性犯罪歴確認法、成立へ 日本版DBS 子の被害防止、就業制限 学校や保育所に義務 日本版DBS創設法案ポイント
この記事を書いた人 Avatar photo 琉球新報朝刊

 子どもと接する仕事に就く人の性犯罪歴を雇用主側が確認する「日本版DBS」創設法案は23日の衆院本会議で全会一致により可決、衆院を通過した。参院での審議を経て、今国会で成立する見通し。学校や保育所などに確認を義務付け、性犯罪歴がある人は、刑終了から最長20年採用されないなど就業を制限する。子どもの被害が後を絶たないことが背景。個人事業主や、下着窃盗などの犯罪は対象に含まれない。
 性犯罪歴がない人でも、雇用主側が子や親の訴えから「性加害の恐れがある」と判断すれば、配置転換など安全確保措置が必要。乱用の懸念があり、政府は今後、判断基準のガイドラインを作る。参院審議では就労希望者らの職業選択の自由や、加害者更生との兼ね合いが議論となりそうだ。
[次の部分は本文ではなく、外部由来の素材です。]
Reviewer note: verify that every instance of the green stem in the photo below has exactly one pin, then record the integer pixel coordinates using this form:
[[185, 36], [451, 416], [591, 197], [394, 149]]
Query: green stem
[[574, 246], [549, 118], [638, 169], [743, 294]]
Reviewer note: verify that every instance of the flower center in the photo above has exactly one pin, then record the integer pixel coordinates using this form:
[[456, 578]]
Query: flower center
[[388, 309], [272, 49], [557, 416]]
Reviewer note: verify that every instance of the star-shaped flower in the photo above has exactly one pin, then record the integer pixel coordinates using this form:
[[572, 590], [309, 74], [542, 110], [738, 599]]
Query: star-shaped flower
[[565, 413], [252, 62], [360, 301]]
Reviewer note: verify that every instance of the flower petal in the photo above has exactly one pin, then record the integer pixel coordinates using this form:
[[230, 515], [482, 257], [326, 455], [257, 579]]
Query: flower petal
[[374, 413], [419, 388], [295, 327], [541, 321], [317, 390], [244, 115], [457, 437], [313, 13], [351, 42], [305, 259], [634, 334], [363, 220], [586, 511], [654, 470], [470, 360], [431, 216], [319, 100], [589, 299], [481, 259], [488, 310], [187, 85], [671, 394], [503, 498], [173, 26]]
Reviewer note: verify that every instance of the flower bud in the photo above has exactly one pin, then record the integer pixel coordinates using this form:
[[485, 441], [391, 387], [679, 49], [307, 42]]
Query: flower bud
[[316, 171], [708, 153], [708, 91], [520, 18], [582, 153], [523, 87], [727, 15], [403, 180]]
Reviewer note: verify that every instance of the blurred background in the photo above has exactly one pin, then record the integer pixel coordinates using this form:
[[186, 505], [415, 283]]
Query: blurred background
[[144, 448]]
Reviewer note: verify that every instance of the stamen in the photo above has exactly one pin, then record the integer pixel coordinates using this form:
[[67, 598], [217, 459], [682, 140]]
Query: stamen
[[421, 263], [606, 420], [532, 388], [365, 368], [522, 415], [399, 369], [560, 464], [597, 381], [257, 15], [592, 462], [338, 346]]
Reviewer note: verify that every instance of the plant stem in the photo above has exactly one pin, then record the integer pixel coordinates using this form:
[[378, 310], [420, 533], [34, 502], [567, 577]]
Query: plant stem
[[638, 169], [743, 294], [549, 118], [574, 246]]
 性犯罪歴の確認や安全措置は、行政の監督の仕組みがある学校や幼稚園などに義務付ける。学習塾や放課後児童クラブなどは任意の「認定制」。国の認定を受けた事業者は同様の義務を負い、広告表示が可能となる。
 認定を受けない事業者の他、フリーランスの家庭教師など雇用関係を持たない個人事業主は今回の枠組みから外れる。
 確認の対象は有罪判決が確定した「前科」に限定。不同意性交罪などの刑法犯に加え、痴漢や盗撮といった自治体の条例違反も含む。照会期間は拘禁刑(懲役刑と禁錮刑を2025年に一本化)で刑終了から20年、罰金刑は10年。ストーカー規制法違反などは含まない。DBSの情報照会システムはこども家庭庁が構築。雇用主側が申請する。性犯罪歴があれば、同庁はまず本人に通知。就業を希望する場合、雇用主側に「犯罪事実確認書」を交付する。内定を辞退すれば、交付しない。新規就労のほかに現在働いている人も対象。性加害の恐れがあると判断した人には(1)子どもと接する業務からの配置転換(2)子どもと2人きりにならないようにする―などの安全措置を取る。難しい場合は最終手段として解雇も許容されうる。
 22日の衆院特別委員会では、性犯罪歴を確認する対象拡大の検討を求める付帯決議を採択した。
 日本版DBSはベビーシッター仲介サイトに登録した男2人が20年に逮捕された事件をきっかけに創設機運が高まった。